Processing an SQL Statement
Figure 2.1 Processing an SQL statement
To process an SQL statement, a DBMS performs the following five steps:
1 The DBMS first parses the SQL statement. It breaks the statement up into individual words, called tokens, makes sure that the statement has a valid verb and valid clauses, and so on.
Syntax errors and misspellings can be detected in this step.
2 The DBMS validates the statement. It checks the statement against the system catalog. Do all the
tables named in the statement exist in the database? Do all of the columns
exist and are the column names unambiguous? Does the user have the required
privileges to execute the statement? Certain semantic errors can be detected in this
step.
3 The DBMS generates an access plan for the statement. The access plan is a binary representation of the steps
that are required to carry out the statement; it is the DBMS equivalent of
executable code.
4 The DBMS optimizes the access plan. It explores various ways to carry out the access plan. Can
an index be used to speed a search? Should the DBMS first apply a search
condition to Table A and then join it to Table B, or should it begin with the join and
use the search condition afterward? Can a sequential search through a table be
avoided or reduced to a subset of the table? After exploring the alternatives,
the DBMS chooses one of them.
5 The DBMS executes the statement by running the access plan.
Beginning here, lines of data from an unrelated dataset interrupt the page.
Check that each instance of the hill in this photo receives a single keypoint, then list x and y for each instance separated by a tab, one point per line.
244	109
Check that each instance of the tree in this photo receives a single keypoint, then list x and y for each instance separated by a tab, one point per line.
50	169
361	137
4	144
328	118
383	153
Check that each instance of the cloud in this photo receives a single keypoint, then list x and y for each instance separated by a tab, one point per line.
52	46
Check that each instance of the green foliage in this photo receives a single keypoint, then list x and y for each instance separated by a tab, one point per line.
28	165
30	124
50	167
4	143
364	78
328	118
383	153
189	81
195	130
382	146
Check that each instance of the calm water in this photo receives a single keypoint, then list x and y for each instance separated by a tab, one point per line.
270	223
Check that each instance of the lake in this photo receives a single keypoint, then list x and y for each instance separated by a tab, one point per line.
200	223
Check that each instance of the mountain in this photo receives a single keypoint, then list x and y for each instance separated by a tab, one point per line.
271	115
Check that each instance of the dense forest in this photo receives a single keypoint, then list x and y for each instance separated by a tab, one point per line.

The steps used to process an SQL statement vary in the amount of database
access they require and the amount of time they take. Parsing an SQL statement does
not require access to the database and typically can be done very quickly.
Optimization, on the other hand, is a very CPU-intensive process and requires
access to the system catalog. For a complex, multitable query, the optimizer may
explore thousands of different ways of carrying out the same query. However, the
cost of executing the query inefficiently is usually so high that the time
spent in optimization is more than regained in increased query execution speed.
This is even more significant if the same optimized access plan can be used over
and over to perform repetitive queries.